From mboxrd@z Thu Jan  1 00:00:00 1970
From: Li Yu <raise.sail@gmail.com>
Subject: [RFC] skbtrace: A trace infrastructure for networking subsystem
Date: Tue, 10 Jul 2012 14:07:50 +0800
Message-ID: <4FFBC6B6.2000600@gmail.com>
Mime-Version: 1.0
Content-Type: text/plain; charset=GB2312
Content-Transfer-Encoding: 7bit
To: Linux Netdev List <netdev@vger.kernel.org>
Return-path: <netdev-owner@vger.kernel.org>
Received: from mail-pb0-f46.google.com ([209.85.160.46]:44550 "EHLO
	mail-pb0-f46.google.com" rhost-flags-OK-OK-OK-OK) by vger.kernel.org
	with ESMTP id S1752269Ab2GJGID (ORCPT
	<rfc822;netdev@vger.kernel.org>); Tue, 10 Jul 2012 02:08:03 -0400
Received: by pbbrp8 with SMTP id rp8so20448998pbb.19
        for <netdev@vger.kernel.org>; Mon, 09 Jul 2012 23:08:02 -0700 (PDT)
Sender: netdev-owner@vger.kernel.org
List-ID: <netdev.vger.kernel.org>

Hi,

  This RFC introduces to the tracing infrastructure for networking
subsystem and a workable prototype.

  I noticed that the blktrace indeed helps file system and block
subsystem developers a lot, even it could help them to find out some
problems in mm subsystem. However, the "networkers" don't have such
like good luck, although tcpdump is very very useful, but they still
often need to start investigation from limited exported statistics
counters, then may directly dig into source code to guess possible
solutions, then test their ideas, if good luck doesn't arrive, then
start another investigation-guess-test loop. It is a difficult
time-costly and hard to share experiences, report problem, many users
have not enough understanding for protocol stack internals, I saw some
"detailed reports" still do not carry useful information to solve problem.

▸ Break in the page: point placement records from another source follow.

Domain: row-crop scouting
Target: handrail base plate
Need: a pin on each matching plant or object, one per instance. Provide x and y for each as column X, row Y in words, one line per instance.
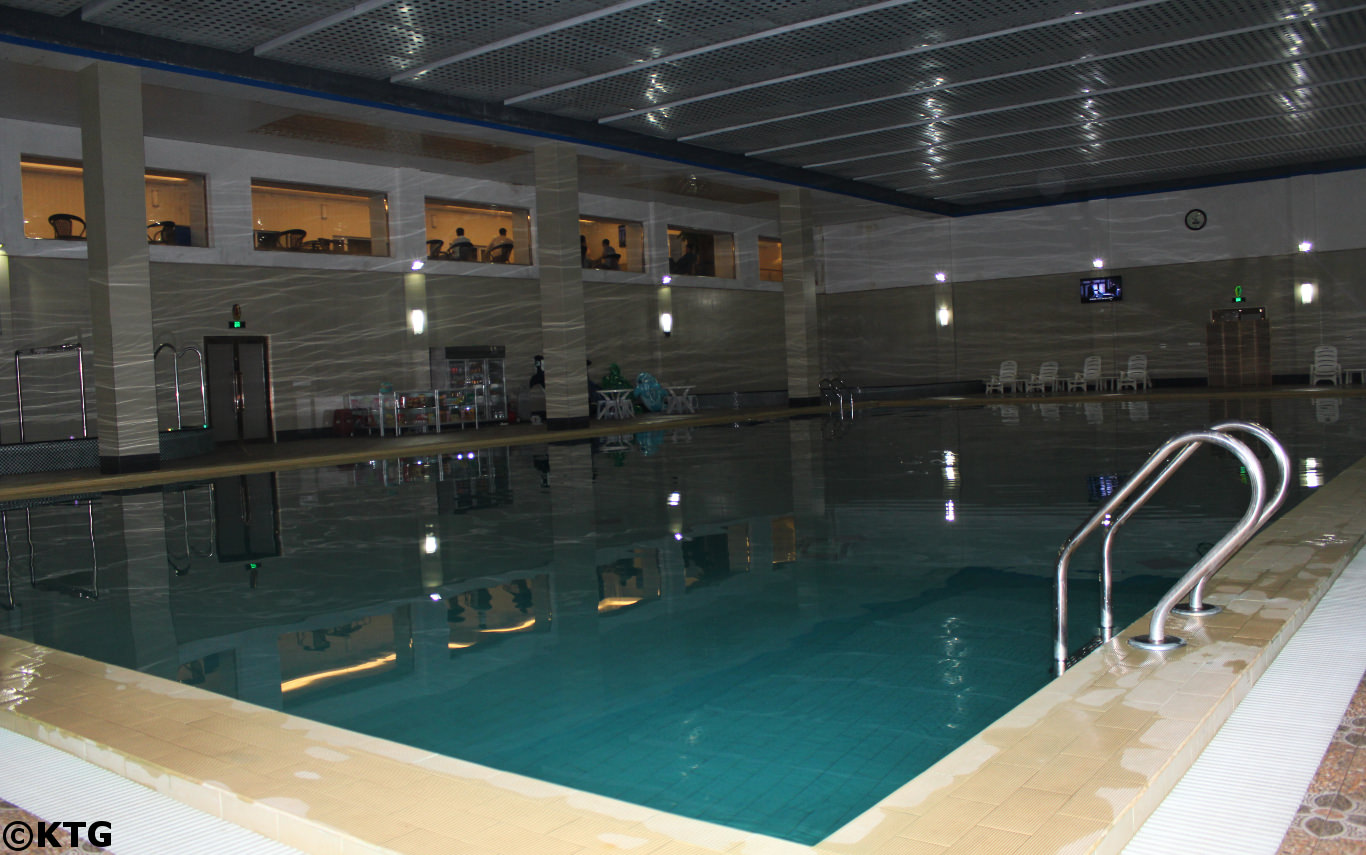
column 1145, row 642
column 1205, row 611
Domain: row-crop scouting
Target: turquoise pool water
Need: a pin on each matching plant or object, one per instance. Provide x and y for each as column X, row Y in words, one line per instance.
column 769, row 626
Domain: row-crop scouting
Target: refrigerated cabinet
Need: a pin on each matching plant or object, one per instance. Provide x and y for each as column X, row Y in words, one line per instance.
column 480, row 372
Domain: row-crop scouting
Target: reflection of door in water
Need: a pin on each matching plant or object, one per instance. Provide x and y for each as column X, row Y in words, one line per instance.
column 239, row 388
column 247, row 516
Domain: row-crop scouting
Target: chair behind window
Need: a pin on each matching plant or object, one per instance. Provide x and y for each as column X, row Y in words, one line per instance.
column 63, row 227
column 291, row 239
column 163, row 231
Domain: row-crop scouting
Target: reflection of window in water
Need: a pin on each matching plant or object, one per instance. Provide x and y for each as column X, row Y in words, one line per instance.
column 713, row 557
column 627, row 582
column 482, row 613
column 771, row 260
column 343, row 654
column 216, row 672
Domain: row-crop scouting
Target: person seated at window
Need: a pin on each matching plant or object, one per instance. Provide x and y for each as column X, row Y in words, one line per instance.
column 500, row 249
column 611, row 260
column 462, row 249
column 685, row 264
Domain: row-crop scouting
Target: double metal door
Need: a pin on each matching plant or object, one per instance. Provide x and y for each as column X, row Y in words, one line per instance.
column 239, row 388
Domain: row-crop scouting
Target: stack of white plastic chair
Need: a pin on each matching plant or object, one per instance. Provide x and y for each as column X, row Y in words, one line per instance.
column 1135, row 374
column 1044, row 381
column 1088, row 377
column 1325, row 366
column 1006, row 377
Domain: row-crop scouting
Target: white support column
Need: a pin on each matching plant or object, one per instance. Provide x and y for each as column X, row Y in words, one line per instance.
column 120, row 277
column 803, row 358
column 563, row 340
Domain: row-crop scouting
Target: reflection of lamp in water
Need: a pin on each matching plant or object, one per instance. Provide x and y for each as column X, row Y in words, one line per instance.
column 665, row 305
column 1310, row 477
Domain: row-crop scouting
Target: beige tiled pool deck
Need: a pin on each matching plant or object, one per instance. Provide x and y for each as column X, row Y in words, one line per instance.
column 1072, row 769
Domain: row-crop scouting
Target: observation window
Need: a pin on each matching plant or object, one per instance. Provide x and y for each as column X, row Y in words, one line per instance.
column 53, row 202
column 701, row 253
column 312, row 219
column 467, row 231
column 612, row 245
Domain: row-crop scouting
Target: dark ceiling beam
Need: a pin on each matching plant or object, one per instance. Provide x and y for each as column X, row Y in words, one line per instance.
column 85, row 38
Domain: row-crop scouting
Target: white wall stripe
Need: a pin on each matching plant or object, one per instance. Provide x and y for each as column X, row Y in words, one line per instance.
column 1242, row 792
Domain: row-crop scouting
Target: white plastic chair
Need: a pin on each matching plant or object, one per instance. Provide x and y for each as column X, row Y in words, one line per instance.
column 1135, row 374
column 1325, row 366
column 1044, row 381
column 1007, row 376
column 1088, row 377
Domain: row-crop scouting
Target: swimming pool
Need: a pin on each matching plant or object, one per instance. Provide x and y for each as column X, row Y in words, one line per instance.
column 823, row 630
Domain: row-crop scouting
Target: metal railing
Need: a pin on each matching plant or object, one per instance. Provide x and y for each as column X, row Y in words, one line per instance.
column 175, row 372
column 1148, row 480
column 190, row 552
column 835, row 388
column 47, row 351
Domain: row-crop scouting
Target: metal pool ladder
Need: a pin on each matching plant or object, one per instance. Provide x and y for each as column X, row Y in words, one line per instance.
column 1141, row 486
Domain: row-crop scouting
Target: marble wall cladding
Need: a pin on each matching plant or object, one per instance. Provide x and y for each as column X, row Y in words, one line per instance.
column 1247, row 220
column 721, row 342
column 891, row 336
column 474, row 310
column 49, row 303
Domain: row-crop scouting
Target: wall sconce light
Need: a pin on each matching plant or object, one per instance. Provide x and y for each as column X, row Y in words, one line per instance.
column 665, row 302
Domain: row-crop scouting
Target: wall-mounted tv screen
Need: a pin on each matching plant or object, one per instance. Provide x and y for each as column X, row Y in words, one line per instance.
column 1103, row 290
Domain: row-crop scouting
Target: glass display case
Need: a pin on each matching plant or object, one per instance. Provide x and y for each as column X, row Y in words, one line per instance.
column 477, row 374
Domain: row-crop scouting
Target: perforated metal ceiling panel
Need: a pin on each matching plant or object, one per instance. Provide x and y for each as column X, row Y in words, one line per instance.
column 962, row 103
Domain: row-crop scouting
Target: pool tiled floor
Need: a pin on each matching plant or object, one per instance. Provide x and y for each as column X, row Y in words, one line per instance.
column 1071, row 769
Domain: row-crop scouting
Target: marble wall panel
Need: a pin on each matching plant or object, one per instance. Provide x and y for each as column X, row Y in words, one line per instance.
column 329, row 332
column 721, row 342
column 49, row 303
column 888, row 336
column 1247, row 220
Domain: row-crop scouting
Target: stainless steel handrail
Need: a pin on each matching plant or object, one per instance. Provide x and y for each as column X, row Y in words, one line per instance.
column 175, row 372
column 1197, row 607
column 1160, row 466
column 43, row 351
column 204, row 385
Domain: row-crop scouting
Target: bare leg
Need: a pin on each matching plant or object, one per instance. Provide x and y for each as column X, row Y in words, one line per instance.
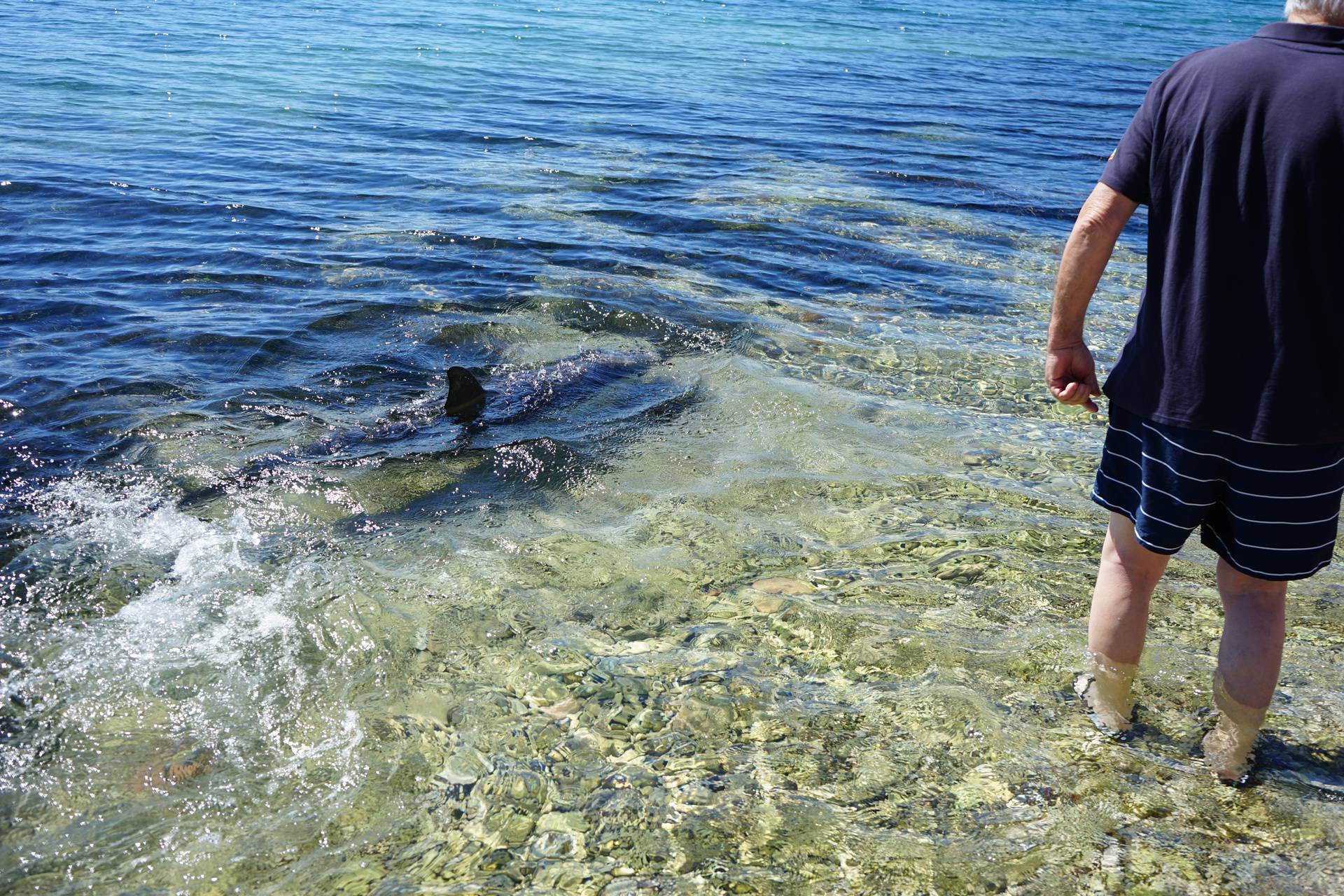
column 1119, row 622
column 1249, row 660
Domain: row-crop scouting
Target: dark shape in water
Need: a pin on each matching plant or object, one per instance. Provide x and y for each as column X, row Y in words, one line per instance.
column 512, row 413
column 465, row 396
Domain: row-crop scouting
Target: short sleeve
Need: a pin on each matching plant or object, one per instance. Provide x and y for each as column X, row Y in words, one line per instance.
column 1126, row 172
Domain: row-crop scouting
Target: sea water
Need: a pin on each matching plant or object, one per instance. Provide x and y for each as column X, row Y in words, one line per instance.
column 425, row 657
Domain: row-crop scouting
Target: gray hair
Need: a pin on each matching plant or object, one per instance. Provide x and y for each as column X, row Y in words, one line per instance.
column 1332, row 11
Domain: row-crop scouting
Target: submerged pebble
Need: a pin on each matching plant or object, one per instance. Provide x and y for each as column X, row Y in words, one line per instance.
column 793, row 587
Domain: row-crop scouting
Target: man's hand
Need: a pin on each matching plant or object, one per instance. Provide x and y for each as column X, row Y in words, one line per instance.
column 1070, row 372
column 1072, row 375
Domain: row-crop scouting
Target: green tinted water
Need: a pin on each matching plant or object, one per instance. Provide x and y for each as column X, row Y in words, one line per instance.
column 343, row 680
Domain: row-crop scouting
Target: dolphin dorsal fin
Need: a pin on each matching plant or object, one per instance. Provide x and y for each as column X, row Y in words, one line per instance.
column 465, row 396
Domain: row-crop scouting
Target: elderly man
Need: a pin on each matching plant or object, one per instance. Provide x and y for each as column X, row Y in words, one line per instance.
column 1224, row 403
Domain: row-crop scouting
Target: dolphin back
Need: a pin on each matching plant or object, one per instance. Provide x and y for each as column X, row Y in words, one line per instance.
column 465, row 396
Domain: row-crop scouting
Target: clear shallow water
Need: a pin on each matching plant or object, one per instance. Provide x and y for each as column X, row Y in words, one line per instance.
column 527, row 657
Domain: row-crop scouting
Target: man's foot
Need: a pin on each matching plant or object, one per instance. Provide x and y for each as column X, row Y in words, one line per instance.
column 1227, row 747
column 1105, row 690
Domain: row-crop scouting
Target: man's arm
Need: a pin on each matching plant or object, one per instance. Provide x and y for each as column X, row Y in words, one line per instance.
column 1070, row 372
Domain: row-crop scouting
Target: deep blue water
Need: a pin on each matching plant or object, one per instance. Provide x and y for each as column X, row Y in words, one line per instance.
column 758, row 289
column 181, row 178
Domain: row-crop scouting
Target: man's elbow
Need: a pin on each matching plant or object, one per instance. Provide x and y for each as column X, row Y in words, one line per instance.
column 1105, row 214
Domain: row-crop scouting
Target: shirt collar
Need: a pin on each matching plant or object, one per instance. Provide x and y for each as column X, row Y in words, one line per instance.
column 1297, row 33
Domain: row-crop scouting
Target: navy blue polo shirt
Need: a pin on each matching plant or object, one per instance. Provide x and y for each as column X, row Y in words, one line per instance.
column 1238, row 152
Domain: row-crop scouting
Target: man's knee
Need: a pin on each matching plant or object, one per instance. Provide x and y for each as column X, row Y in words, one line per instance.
column 1124, row 550
column 1247, row 593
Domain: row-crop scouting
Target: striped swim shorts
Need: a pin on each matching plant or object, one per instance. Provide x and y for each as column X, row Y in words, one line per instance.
column 1269, row 510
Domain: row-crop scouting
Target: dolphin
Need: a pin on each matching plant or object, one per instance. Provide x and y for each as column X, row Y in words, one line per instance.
column 475, row 418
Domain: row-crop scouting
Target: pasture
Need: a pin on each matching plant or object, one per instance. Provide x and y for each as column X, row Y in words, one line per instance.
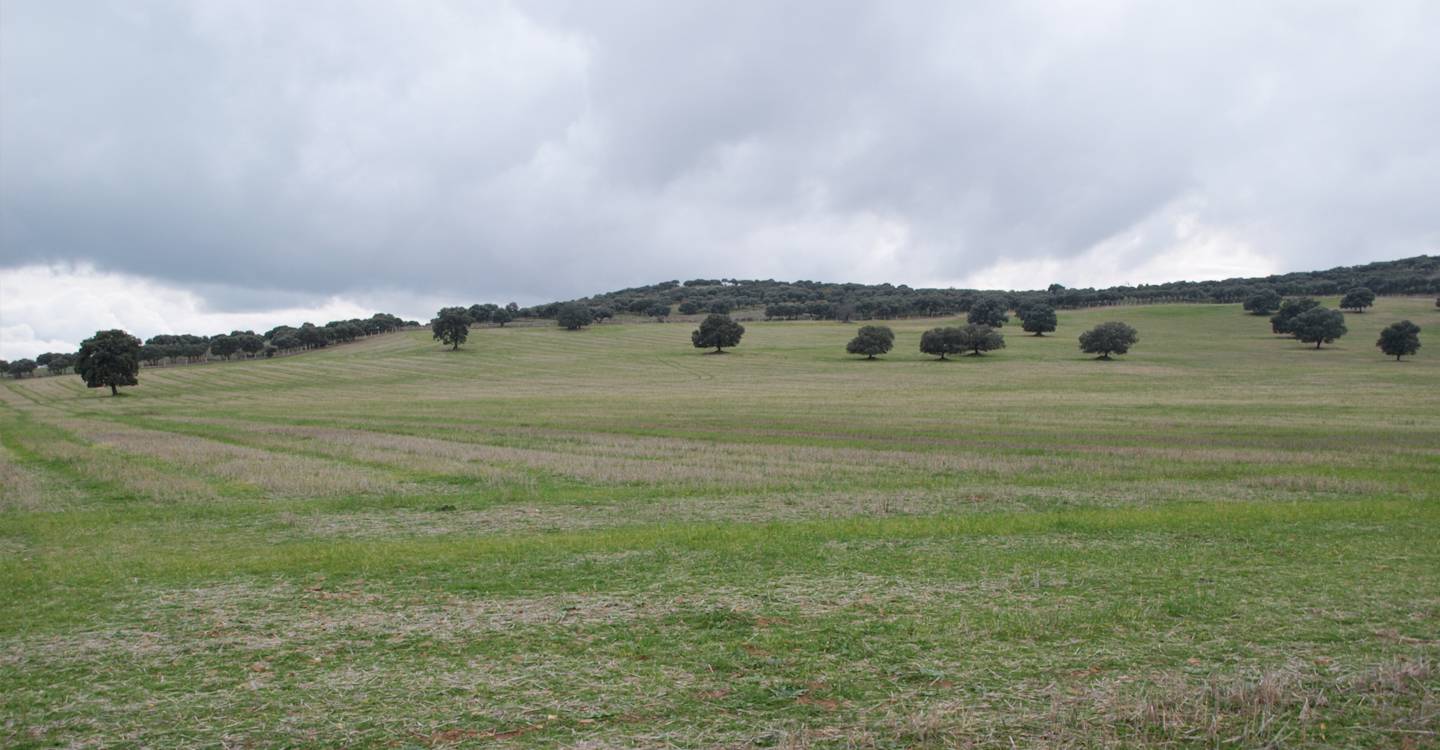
column 611, row 539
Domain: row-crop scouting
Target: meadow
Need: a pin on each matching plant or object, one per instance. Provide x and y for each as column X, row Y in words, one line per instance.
column 611, row 539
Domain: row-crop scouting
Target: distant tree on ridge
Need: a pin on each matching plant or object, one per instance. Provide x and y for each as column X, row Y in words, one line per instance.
column 1400, row 339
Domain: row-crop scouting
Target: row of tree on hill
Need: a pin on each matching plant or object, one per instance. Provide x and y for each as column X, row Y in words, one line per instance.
column 884, row 301
column 979, row 337
column 185, row 349
column 1312, row 323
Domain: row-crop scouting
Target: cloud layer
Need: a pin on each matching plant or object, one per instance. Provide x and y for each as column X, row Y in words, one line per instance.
column 556, row 148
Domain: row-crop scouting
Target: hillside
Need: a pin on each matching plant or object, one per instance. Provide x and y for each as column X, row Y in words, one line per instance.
column 609, row 539
column 1417, row 275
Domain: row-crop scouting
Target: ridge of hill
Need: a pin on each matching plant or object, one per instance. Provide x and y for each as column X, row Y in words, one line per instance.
column 1419, row 275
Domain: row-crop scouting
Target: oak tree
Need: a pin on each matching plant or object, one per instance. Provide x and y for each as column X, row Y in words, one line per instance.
column 1400, row 339
column 871, row 340
column 1109, row 339
column 110, row 359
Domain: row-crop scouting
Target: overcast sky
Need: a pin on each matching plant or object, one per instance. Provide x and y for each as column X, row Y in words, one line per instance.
column 215, row 164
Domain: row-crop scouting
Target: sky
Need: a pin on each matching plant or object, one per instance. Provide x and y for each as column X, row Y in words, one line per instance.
column 215, row 164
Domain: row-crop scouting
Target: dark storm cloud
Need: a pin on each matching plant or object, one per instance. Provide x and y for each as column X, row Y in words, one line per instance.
column 547, row 150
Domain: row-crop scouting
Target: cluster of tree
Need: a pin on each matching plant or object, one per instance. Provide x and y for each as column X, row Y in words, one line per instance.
column 110, row 359
column 974, row 337
column 18, row 369
column 183, row 349
column 883, row 301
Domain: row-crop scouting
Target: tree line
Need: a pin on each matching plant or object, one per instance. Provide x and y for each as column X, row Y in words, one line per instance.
column 815, row 300
column 186, row 349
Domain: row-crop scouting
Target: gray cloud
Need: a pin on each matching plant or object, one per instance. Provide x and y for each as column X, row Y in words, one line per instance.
column 549, row 150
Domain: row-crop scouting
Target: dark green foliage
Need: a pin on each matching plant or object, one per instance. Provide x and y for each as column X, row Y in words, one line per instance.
column 717, row 331
column 1263, row 303
column 223, row 346
column 1038, row 320
column 451, row 326
column 979, row 339
column 1109, row 339
column 110, row 359
column 988, row 311
column 1358, row 300
column 1400, row 339
column 573, row 315
column 941, row 341
column 871, row 340
column 1290, row 310
column 1318, row 326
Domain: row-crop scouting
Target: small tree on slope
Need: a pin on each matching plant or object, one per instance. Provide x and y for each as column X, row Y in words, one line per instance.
column 1400, row 339
column 871, row 340
column 1109, row 339
column 110, row 359
column 717, row 331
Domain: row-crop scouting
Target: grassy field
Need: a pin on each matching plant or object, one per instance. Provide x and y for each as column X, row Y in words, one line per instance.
column 609, row 539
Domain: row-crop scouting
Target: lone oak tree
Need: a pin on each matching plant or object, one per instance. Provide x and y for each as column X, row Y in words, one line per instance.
column 1318, row 326
column 871, row 340
column 108, row 359
column 451, row 326
column 1109, row 337
column 717, row 331
column 1400, row 339
column 979, row 339
column 941, row 341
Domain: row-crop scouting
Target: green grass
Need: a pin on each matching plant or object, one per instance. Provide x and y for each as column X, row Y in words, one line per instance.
column 609, row 539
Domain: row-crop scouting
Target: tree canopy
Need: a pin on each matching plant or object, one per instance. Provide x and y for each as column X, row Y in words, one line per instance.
column 1038, row 318
column 941, row 341
column 871, row 340
column 110, row 359
column 717, row 331
column 979, row 339
column 1318, row 326
column 451, row 326
column 1290, row 310
column 1109, row 339
column 1400, row 339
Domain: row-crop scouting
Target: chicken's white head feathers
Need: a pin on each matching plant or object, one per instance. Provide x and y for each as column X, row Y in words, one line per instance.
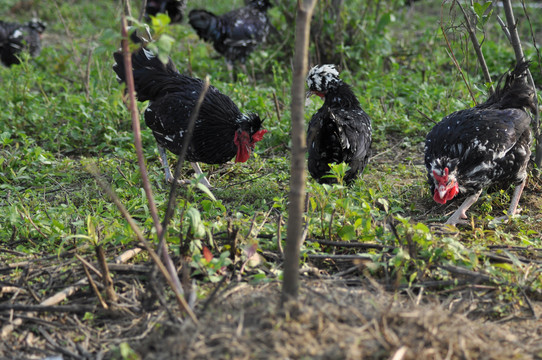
column 321, row 78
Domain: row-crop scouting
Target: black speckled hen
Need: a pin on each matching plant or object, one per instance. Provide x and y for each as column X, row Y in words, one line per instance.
column 173, row 8
column 235, row 34
column 340, row 131
column 16, row 38
column 221, row 131
column 488, row 145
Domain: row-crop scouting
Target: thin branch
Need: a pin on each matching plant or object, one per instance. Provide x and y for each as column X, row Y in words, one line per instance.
column 477, row 48
column 139, row 234
column 520, row 57
column 290, row 289
column 456, row 63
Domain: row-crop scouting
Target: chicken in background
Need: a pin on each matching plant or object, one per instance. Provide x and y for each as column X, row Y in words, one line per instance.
column 235, row 34
column 340, row 131
column 488, row 145
column 16, row 38
column 173, row 8
column 221, row 131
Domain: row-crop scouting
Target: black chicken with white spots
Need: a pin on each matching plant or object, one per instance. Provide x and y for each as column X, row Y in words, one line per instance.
column 16, row 38
column 484, row 146
column 221, row 131
column 235, row 34
column 340, row 131
column 173, row 8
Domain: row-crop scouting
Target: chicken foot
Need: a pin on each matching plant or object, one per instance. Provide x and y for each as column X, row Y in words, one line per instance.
column 169, row 176
column 459, row 216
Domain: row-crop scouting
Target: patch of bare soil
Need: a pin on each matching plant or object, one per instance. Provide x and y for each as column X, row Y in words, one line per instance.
column 333, row 321
column 344, row 316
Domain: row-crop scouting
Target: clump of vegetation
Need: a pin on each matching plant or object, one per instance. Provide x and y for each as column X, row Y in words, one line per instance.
column 65, row 110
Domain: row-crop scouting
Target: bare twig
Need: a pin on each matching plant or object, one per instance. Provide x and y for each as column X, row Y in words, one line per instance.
column 141, row 238
column 477, row 48
column 135, row 126
column 63, row 295
column 127, row 255
column 290, row 289
column 277, row 107
column 92, row 283
column 520, row 57
column 106, row 275
column 456, row 63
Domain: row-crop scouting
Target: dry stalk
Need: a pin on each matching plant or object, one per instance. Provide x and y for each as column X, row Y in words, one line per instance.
column 91, row 282
column 477, row 47
column 139, row 234
column 106, row 275
column 290, row 290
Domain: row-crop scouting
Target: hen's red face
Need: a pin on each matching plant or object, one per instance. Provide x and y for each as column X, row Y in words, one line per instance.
column 447, row 188
column 245, row 144
column 317, row 93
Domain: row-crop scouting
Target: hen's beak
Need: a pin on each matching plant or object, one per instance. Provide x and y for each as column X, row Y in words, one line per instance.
column 308, row 100
column 442, row 191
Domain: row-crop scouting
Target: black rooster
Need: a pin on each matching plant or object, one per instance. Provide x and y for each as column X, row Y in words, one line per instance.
column 16, row 38
column 221, row 131
column 235, row 34
column 484, row 146
column 340, row 131
column 173, row 8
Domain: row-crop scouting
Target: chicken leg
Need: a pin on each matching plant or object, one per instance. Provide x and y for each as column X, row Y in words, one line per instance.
column 169, row 176
column 514, row 202
column 459, row 216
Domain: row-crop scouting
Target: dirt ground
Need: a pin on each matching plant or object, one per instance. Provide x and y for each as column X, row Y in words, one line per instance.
column 337, row 317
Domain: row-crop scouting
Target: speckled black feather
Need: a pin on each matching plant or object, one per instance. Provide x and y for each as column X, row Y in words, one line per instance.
column 235, row 34
column 16, row 38
column 173, row 8
column 488, row 144
column 340, row 131
column 172, row 98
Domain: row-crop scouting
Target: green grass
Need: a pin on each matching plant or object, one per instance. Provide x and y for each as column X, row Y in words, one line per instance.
column 55, row 119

  Unfortunately, the networking subsystem is rather performance
sensitive in kernel, so we can not add too detailed counters directly
here. In fact, Some folks already tried to add more statistics counters
for detailed performance measuration, e.g. RFC4898 and its
implementation Web10g project. Web10G is a great project for
researchers and engineers on TCP stack, which exports per-connection
details to userland by procfs or netlink interface. However, it tightly
depends on TCP and its implementation, other protocols implementation
need some duplicated works to archive same goal, and it also has some
measurable overhead (5% - 10% in my simple netperf TCP_STREAM
benchmark), I think it'd better that such powerful tracing or
instrumentation feature should be able to be off at runtime, and zero
overhead when it is off.

  So why we don't write a blktrace like utility for our sweet
networking subsystem? This just is it, "skbtrace", I hope it can:

1. Provide an extendable tracing infrastructure to support various
protocols instead of specific one.

2. Ability of runtime enable or disable and zero overhead when it
is off. I think that jump label optimized trace point is a good choice
to implement it.

3. Provide tracing details on per-connection/per-skb level. Please note
that skbtrace are not only for sk_buff tracing, but also can track
sockets events. Second, this also means we need some forms of filters,
otherwise we must will lost in tons of uninteresting trace data. I think
that BPF is one of good choices. But we need extend BPF to make it
can handle other data structures rather than skb.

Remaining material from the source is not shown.